O transporte irregular de madeira continua sendo um problema no Tocantins, principalmente porque a região norte do estado é a porta de entrada e saída para a região amazônica. Todos os dias dezenas de caminhões passam pela BR-153, também conhecida como Belém-Brasilia, transportando muitas riquezas do nosso país.

O pátio da Companhia Independente de Polícia Rodoviária e Ambiental (Cipra), em Araguaína, está ocupado por pilhas de madeira que foram apreendidas por transporte irregular.
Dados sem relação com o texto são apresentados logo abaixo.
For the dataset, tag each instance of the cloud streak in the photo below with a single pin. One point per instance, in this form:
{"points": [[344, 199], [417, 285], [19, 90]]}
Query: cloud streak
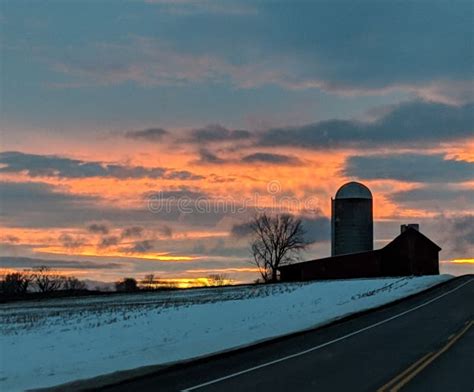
{"points": [[433, 168], [61, 167]]}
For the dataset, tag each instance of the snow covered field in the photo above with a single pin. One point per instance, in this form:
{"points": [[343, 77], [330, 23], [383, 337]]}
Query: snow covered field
{"points": [[45, 343]]}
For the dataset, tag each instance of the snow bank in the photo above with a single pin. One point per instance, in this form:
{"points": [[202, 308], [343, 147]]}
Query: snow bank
{"points": [[45, 343]]}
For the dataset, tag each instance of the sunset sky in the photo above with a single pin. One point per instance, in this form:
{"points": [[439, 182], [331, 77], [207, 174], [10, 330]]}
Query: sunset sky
{"points": [[140, 136]]}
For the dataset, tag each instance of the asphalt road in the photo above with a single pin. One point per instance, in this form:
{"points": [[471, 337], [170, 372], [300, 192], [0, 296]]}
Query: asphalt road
{"points": [[424, 343]]}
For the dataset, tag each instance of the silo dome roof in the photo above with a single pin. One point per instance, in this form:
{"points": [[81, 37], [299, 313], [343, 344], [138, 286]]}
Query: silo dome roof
{"points": [[353, 190]]}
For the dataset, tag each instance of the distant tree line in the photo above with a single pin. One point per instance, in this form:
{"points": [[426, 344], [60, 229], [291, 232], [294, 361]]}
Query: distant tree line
{"points": [[40, 279]]}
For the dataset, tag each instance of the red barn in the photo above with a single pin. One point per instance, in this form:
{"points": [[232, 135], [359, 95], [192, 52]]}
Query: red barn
{"points": [[411, 253]]}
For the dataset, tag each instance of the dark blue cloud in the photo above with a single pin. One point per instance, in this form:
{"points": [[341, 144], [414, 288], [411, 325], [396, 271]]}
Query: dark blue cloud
{"points": [[150, 134], [434, 168], [411, 123]]}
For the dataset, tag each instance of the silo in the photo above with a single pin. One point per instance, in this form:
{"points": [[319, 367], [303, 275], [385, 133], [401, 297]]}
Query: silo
{"points": [[352, 220]]}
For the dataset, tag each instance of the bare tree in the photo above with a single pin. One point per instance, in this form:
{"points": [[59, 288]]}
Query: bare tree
{"points": [[218, 280], [46, 280], [277, 240], [148, 281], [127, 284], [16, 283], [71, 283]]}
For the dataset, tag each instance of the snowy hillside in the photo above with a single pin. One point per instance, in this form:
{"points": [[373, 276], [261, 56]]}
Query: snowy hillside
{"points": [[45, 343]]}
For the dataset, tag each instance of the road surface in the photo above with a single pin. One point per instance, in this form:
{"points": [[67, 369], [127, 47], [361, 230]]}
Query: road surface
{"points": [[424, 343]]}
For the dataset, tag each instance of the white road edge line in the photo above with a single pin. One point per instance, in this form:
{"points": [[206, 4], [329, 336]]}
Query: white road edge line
{"points": [[324, 344]]}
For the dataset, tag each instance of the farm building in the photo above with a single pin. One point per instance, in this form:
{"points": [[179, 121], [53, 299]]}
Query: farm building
{"points": [[411, 253]]}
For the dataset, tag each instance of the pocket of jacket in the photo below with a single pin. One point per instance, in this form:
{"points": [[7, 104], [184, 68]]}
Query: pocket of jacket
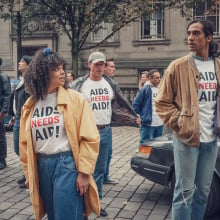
{"points": [[186, 124]]}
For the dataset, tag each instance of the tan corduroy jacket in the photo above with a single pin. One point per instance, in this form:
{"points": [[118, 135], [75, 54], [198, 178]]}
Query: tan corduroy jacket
{"points": [[177, 99], [84, 140]]}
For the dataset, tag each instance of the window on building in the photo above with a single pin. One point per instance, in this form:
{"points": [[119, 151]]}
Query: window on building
{"points": [[103, 33], [205, 10], [153, 27]]}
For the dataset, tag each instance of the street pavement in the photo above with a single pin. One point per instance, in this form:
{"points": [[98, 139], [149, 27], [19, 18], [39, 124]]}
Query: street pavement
{"points": [[133, 197]]}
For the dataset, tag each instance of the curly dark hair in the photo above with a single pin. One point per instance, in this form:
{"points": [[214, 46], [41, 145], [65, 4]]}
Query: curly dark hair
{"points": [[37, 76], [208, 30]]}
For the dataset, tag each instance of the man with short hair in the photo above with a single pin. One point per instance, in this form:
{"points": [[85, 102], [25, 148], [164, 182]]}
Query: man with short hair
{"points": [[109, 71], [109, 107], [110, 68], [143, 104], [5, 92], [186, 102]]}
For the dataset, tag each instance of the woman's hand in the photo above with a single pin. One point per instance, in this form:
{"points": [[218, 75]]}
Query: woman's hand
{"points": [[82, 183], [12, 121], [138, 120]]}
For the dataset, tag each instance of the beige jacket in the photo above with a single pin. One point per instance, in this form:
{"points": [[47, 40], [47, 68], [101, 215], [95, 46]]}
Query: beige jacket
{"points": [[177, 99], [84, 140]]}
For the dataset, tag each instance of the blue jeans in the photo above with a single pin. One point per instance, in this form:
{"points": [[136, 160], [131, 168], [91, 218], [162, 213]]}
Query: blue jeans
{"points": [[149, 132], [101, 163], [106, 176], [57, 186], [3, 143], [194, 171], [16, 128]]}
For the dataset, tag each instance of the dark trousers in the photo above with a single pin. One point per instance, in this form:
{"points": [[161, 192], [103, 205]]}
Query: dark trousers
{"points": [[3, 143]]}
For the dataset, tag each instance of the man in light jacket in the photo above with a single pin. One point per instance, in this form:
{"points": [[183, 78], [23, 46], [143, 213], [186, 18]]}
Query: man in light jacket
{"points": [[186, 102]]}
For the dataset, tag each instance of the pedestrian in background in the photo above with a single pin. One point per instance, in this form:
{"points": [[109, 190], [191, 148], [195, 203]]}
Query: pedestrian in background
{"points": [[59, 142], [110, 68], [143, 104], [5, 92], [186, 102], [109, 108], [17, 100], [70, 78], [143, 79]]}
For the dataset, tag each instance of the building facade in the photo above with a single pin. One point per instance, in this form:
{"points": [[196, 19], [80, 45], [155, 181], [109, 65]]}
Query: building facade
{"points": [[142, 45]]}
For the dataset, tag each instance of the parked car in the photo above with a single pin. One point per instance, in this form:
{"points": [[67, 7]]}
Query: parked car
{"points": [[156, 163]]}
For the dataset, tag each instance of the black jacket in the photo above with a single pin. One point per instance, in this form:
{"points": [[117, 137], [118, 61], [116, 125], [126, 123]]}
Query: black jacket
{"points": [[20, 96], [122, 112], [5, 91]]}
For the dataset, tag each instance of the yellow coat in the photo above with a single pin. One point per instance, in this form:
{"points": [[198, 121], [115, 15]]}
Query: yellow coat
{"points": [[84, 140]]}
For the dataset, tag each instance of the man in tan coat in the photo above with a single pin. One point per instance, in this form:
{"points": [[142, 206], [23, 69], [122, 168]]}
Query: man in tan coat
{"points": [[186, 102]]}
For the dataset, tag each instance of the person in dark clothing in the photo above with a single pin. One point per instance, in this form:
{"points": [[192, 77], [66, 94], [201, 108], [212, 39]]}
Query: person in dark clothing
{"points": [[5, 91], [17, 100]]}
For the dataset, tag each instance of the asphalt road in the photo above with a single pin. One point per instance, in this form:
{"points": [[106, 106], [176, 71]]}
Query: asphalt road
{"points": [[133, 197]]}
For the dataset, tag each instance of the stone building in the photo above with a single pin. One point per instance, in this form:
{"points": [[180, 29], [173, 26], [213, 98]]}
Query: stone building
{"points": [[140, 46]]}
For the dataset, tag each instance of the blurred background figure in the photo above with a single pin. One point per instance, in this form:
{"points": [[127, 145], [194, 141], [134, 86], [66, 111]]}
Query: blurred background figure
{"points": [[70, 78], [17, 100], [5, 91], [143, 79], [110, 68]]}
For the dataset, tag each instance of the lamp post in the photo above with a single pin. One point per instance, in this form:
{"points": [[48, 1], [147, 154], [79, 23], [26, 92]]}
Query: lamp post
{"points": [[18, 32], [14, 7]]}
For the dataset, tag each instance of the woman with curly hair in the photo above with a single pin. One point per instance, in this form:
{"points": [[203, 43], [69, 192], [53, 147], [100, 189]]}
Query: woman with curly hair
{"points": [[59, 143], [143, 79], [17, 100]]}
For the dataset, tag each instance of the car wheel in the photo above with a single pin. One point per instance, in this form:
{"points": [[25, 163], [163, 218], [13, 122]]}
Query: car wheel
{"points": [[213, 204]]}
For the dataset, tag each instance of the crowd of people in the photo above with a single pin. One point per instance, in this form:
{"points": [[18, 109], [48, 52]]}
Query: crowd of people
{"points": [[66, 162]]}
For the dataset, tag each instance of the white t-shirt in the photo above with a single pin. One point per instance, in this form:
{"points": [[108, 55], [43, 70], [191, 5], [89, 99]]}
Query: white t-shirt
{"points": [[207, 98], [156, 121], [99, 94], [48, 130]]}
Na última segunda-feira (15), um caminhão carregado com 10 metros cúbicos de madeira ilegal foi apreendido. Segundo os agentes, a nota fiscal estava irregular.
“Nós fomos solicitados pelos agentes da Polícia Rodoviária Federal e quando chegamos lá constatamos que de fato havia mais de 10 metros cúbicos de madeira nesse caminhão.
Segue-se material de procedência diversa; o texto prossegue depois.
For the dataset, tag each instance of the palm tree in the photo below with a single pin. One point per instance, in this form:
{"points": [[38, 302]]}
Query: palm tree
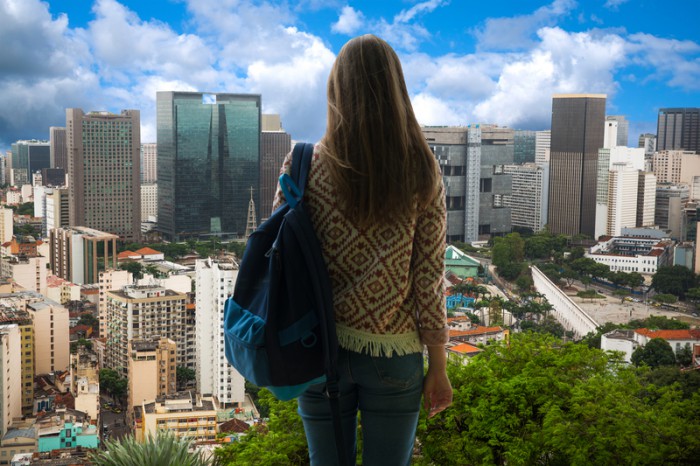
{"points": [[163, 449]]}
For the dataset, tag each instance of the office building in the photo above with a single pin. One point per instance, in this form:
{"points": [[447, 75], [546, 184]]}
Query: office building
{"points": [[275, 144], [678, 166], [104, 171], [53, 177], [149, 154], [208, 161], [646, 199], [58, 147], [152, 370], [50, 326], [10, 390], [6, 224], [29, 157], [528, 200], [458, 152], [79, 254], [543, 140], [215, 376], [622, 136], [110, 280], [524, 146], [577, 134], [140, 313], [648, 142], [149, 202], [29, 272], [670, 201], [678, 129], [494, 183], [184, 414], [56, 210]]}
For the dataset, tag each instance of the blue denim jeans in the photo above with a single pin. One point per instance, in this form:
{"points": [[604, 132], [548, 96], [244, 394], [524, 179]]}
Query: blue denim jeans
{"points": [[386, 391]]}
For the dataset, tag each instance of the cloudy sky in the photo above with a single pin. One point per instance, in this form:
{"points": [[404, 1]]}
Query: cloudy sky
{"points": [[466, 61]]}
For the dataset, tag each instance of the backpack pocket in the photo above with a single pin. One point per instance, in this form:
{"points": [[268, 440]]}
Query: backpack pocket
{"points": [[245, 343]]}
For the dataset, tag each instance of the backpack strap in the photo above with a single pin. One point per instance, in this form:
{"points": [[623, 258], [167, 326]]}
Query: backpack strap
{"points": [[301, 164]]}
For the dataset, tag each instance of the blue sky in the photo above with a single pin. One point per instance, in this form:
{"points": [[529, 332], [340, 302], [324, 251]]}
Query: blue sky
{"points": [[464, 61]]}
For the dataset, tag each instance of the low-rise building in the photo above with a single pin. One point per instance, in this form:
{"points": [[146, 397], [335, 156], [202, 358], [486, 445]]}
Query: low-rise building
{"points": [[185, 414], [633, 253]]}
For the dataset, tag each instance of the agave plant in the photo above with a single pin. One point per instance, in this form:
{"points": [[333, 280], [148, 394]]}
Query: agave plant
{"points": [[163, 449]]}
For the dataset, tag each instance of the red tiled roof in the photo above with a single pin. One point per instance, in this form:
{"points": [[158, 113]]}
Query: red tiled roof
{"points": [[693, 334], [234, 425], [147, 251], [465, 348]]}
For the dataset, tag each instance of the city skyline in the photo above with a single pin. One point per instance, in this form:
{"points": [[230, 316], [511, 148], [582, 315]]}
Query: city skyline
{"points": [[473, 63]]}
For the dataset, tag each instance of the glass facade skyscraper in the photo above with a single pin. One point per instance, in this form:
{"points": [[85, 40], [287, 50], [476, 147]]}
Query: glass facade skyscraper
{"points": [[208, 159]]}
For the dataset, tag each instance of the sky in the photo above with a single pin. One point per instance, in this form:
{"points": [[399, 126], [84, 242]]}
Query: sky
{"points": [[465, 61]]}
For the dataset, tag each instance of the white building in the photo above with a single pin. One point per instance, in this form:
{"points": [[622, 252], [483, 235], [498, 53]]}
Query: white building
{"points": [[215, 376], [28, 272], [622, 199], [633, 253], [11, 370], [616, 158], [543, 140], [646, 199], [110, 280], [149, 202], [530, 191], [149, 155], [143, 312], [6, 225]]}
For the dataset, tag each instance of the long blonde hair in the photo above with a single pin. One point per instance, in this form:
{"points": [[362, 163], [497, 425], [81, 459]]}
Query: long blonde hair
{"points": [[379, 161]]}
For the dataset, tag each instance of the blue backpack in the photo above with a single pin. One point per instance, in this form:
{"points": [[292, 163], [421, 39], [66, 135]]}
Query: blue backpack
{"points": [[279, 325]]}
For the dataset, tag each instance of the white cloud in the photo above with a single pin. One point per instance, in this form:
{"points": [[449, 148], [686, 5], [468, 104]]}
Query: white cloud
{"points": [[349, 21], [432, 111], [517, 33]]}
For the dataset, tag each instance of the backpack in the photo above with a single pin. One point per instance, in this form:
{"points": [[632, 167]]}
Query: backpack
{"points": [[279, 326]]}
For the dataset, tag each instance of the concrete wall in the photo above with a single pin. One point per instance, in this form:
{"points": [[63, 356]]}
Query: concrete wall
{"points": [[567, 312]]}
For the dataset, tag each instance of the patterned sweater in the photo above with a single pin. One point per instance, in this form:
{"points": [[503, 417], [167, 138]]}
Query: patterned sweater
{"points": [[387, 280]]}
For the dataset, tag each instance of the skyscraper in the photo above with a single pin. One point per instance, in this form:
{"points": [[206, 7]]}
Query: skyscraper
{"points": [[208, 159], [275, 143], [149, 174], [103, 171], [623, 127], [58, 147], [458, 152], [577, 134], [678, 128]]}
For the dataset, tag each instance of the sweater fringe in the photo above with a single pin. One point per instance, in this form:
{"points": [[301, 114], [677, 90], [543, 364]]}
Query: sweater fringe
{"points": [[378, 345]]}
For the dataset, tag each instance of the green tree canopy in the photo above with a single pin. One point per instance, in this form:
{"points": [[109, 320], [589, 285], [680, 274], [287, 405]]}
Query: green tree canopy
{"points": [[657, 352], [539, 401], [675, 280]]}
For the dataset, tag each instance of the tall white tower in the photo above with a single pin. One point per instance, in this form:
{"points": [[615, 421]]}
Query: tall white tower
{"points": [[215, 376]]}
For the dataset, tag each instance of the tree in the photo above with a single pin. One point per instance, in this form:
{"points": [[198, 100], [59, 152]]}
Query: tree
{"points": [[657, 352], [507, 255], [536, 400], [279, 443], [675, 280], [135, 268], [89, 319], [161, 449]]}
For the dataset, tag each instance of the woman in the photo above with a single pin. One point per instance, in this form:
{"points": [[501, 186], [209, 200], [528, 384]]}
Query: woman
{"points": [[375, 197]]}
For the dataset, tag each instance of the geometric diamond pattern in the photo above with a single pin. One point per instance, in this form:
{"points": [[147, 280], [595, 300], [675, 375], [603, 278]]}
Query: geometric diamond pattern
{"points": [[387, 280]]}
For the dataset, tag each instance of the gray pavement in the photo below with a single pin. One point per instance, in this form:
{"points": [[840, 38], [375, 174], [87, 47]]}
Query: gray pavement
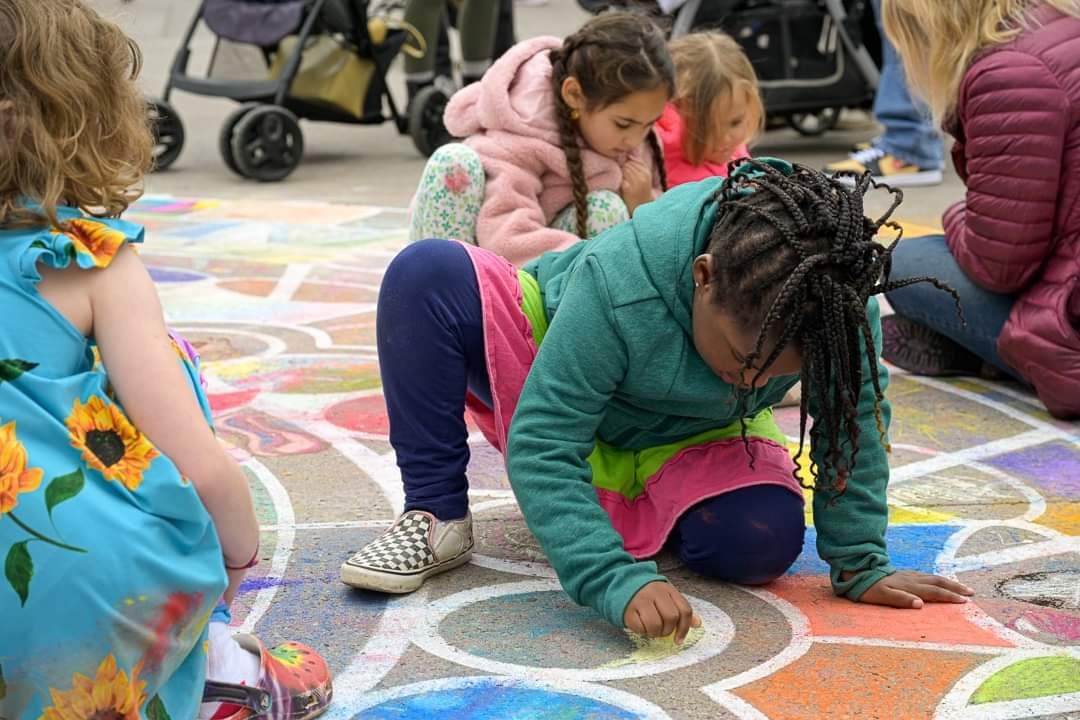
{"points": [[374, 164]]}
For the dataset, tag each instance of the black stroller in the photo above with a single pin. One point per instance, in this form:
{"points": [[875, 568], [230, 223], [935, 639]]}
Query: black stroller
{"points": [[320, 59], [813, 57]]}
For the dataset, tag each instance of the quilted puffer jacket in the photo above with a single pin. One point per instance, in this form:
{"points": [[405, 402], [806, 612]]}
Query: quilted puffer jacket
{"points": [[1017, 230]]}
Com isso o condutor foi conduzido para a delegacia e o veículo foi apreendido”,
Em 2013, a polícia ambiental conseguiu interceptar mais de 500 mil metros cúbicos de madeira ilegal. Esse ano, só neste mês de setembro foram 447 mil metros cúbicos e mais de 20 caminhões apreendidos. Isso sem contar com a madeira ilegal que é transportada por rotas que passam longe da fiscalização.

“A maioria dessas madeiras vêm do estado do Pará. Então sempre tem que passar por Araguaína. Esses condutores têm um itinerário para dizer a rota, passando por Wanderlândia, Babaçulândia, até Palmeirante e dali já sai em Colinas do Tocantins, justamente para poder não passar aqui pela Polícia Rodoviária”, explica o comandante.

Alguns motoristas ainda tentam maquiar o material ilegal. De acordo com Silva, os caminhoneiros acabam transportando uma quantidade maior do que a que está especificada na nota. “Estamos intensificando as abordagens aos motoristas e todas as cargas que foram apreendidas, são fruto dessa fiscalização que estamos fazendo aí”, alega.

Entre as madeiras apreendidas está o Angelim, que é predominante na região amazônica e muito valiosa para o comércio. Cada metro cúbico dela custa em média R$ 1,1 mil. A multa para quem faz contrabando de madeira varia de acordo com a quantidade e a espécie da árvore, podendo chegar a R$ 9 mil para cada 10 metros cúbicos.

Um risco que alguns caminhoneiros preferem evitar. É o caso de Reinaldo Flausino, que é caminhoneiro ha mais de 20 anos. Ele diz que na maioria das vezes o lucro não compensa o prejuízo futuro. “Eu acho que às vezes até acontece [o lucro], mas é uma conta errada né?”, afirma.  (G1 TO. Foto: Reprodução).